Il ressort des pièces du dossier que la société Intervent, puis la société SEPE Le Nouvion, développent un projet de parcs éoliens, pour une puissance de production totale de 48 MW, situés sur le territoire des communes de Brailly-Cornehotte et de Gueschart dans la Somme (80).

Le projet de parcs éoliens est réparti sur cinq sites de production d’une puissance inférieure ou égale à 12 MW. Le projet de la société parc éolien de Saint-Riquier 1 est localisé sur les lieuxdits « Le Mont à Bouteilles » et « l’Epinette » à Brailly-Cornehotte et « Le Chemin Saint-Vast » à Gueschart accueillant 5 éoliennes pour une puissance de 11,5 MW. Le projet de la société parc éolien de Saint-Riquier 2 est, également, localisé sur les lieux-dits « Le Nouvion » et « Le Buisson Renaut » à Gueschart accueillant 6 éoliennes pour une puissance de 12 MW.

Le 18 août 2004, la société Fairtec, mandatée par la société Intervent, a demandé à la société RTE une étude détaillée pour le raccordement au réseau public de transport de son projet « parc éolien de Saint-Riquier », constitué de 4 tranches de 12 MW.

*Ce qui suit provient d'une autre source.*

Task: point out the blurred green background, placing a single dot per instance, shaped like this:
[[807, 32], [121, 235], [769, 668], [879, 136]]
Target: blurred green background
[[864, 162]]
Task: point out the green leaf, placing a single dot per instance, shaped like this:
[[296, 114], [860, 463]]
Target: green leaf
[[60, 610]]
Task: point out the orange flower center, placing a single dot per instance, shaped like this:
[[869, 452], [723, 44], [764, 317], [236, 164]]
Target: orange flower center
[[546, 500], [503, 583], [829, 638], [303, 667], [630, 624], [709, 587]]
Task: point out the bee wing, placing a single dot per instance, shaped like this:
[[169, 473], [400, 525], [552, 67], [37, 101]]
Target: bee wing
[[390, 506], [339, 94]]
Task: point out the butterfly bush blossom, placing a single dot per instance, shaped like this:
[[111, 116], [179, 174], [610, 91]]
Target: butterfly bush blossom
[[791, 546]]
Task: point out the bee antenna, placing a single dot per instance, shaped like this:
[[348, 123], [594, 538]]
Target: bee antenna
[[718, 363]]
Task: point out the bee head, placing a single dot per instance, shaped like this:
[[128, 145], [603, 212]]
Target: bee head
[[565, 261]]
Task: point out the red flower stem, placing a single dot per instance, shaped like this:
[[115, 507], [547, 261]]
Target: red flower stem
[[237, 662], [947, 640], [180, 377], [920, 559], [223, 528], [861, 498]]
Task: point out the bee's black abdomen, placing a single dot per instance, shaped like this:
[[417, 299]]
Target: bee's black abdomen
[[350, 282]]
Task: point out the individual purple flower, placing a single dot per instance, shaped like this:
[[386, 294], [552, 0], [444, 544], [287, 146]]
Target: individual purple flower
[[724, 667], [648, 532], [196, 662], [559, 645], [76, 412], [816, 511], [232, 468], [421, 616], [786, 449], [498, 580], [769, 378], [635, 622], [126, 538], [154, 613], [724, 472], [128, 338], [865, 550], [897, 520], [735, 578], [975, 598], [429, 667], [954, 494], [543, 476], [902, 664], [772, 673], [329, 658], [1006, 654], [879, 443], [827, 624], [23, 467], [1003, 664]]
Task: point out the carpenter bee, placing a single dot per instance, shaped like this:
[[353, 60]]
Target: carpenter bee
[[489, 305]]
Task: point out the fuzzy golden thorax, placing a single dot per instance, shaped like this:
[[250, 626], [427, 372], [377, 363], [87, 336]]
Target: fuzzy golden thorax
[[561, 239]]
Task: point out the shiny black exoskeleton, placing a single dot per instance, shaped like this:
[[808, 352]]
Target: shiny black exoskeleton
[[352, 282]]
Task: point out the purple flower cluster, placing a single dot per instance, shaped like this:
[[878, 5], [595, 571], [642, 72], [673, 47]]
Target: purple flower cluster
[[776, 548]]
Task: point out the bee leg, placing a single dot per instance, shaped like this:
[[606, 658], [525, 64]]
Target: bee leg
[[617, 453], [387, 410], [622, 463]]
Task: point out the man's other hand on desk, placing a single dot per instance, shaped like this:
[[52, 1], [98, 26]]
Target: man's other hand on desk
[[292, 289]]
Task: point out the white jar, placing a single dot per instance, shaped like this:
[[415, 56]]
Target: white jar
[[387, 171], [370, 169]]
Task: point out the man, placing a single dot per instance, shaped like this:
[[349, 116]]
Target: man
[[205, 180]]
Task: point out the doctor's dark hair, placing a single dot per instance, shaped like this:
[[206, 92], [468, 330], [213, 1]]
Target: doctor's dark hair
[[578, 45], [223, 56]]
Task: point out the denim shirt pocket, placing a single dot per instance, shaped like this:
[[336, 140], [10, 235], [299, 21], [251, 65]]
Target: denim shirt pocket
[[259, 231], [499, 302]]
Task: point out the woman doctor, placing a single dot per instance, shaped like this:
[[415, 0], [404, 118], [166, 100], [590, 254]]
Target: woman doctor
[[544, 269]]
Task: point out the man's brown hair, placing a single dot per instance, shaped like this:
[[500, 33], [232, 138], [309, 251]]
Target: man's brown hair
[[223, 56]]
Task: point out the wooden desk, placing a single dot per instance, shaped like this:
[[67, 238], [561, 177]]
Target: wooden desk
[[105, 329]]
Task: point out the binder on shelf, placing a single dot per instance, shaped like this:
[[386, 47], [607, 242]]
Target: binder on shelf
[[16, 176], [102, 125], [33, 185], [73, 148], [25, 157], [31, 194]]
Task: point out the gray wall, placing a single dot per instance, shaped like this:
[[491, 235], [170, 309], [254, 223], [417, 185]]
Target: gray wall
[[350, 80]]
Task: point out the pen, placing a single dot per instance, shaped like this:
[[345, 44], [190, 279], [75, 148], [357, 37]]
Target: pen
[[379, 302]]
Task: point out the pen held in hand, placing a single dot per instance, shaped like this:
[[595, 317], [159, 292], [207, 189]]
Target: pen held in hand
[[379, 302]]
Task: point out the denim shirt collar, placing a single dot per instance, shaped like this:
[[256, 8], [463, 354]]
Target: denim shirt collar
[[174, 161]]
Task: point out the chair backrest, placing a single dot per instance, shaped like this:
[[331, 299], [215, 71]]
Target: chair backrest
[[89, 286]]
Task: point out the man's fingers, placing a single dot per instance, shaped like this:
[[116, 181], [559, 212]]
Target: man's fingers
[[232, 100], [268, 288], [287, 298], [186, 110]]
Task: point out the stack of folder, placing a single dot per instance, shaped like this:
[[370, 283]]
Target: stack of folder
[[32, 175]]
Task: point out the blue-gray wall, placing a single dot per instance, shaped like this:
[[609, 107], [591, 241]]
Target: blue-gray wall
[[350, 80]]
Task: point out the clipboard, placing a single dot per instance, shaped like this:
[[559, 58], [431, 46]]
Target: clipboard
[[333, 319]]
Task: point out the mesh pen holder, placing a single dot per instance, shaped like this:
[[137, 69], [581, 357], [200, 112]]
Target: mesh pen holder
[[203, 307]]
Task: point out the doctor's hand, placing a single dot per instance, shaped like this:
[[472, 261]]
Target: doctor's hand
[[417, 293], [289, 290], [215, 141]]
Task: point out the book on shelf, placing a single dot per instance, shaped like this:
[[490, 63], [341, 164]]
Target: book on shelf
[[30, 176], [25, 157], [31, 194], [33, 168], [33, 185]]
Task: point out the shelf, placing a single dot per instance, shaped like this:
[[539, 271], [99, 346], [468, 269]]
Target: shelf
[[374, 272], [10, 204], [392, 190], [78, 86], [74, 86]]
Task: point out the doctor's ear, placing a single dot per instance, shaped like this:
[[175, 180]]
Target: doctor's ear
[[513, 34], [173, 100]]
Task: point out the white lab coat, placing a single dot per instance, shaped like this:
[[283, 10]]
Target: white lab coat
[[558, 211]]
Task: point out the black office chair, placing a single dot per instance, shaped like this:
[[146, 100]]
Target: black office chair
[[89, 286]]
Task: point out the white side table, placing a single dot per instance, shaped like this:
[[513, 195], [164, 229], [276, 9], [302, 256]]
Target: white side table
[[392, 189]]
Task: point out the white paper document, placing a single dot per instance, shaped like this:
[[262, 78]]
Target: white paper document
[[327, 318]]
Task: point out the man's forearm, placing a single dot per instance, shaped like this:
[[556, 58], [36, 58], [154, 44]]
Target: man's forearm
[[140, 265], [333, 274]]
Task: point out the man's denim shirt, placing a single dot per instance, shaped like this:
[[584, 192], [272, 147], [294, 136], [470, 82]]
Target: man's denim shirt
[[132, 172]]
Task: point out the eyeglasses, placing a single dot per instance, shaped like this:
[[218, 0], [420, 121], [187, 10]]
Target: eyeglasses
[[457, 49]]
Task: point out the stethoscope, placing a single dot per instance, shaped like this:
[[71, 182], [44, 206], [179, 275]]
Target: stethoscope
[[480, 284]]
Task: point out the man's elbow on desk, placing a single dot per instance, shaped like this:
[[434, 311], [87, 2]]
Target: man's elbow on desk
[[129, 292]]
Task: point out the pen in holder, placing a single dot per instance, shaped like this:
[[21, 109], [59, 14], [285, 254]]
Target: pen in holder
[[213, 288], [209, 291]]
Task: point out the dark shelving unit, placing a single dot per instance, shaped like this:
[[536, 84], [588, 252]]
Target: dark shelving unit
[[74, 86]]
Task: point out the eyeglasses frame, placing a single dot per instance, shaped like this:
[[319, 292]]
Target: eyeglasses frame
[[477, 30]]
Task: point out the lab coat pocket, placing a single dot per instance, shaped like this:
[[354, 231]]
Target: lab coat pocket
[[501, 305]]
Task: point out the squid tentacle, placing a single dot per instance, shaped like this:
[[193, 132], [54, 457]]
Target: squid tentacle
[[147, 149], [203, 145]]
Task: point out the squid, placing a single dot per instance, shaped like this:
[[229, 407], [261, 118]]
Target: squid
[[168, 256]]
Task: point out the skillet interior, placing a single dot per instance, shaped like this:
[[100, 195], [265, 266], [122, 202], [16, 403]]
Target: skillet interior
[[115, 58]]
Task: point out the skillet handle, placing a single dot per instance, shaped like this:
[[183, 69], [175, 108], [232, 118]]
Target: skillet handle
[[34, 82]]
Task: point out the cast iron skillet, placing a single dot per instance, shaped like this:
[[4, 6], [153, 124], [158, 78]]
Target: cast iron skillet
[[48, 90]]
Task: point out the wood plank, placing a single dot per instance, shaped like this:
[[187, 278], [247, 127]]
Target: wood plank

Le 14 avril 2005, la société Intervent a signé la proposition technique et financière transmise par la société RTE le 17 janvier 2005, et a versé l’acompte demandé. Le raccordement proposé consistait à utiliser la ligne 225 kV existante « Argœuves – Sorrus » pour raccorder le nouveau poste de livraison « Brailly » en piquage. La proposition technique et financière évaluait le montant prévisionnel des travaux de raccordement à 1 424 660 € HT et prévoyait une durée de 36 mois pour leur réalisation. Une clause de substitution de la proposition au profit de la société SEPE Le Nouvion était expressément prévue.

Le 28 août 2005, la société Intervent a demandé à la société RTE de confirmer que la capacité d’accueil de la ligne 225 kV était suffisante pour accueillir un parc éolien d’une capacité de 48 MW dans le cadre de la création d’une zone de développement de l’éolien (ZDE).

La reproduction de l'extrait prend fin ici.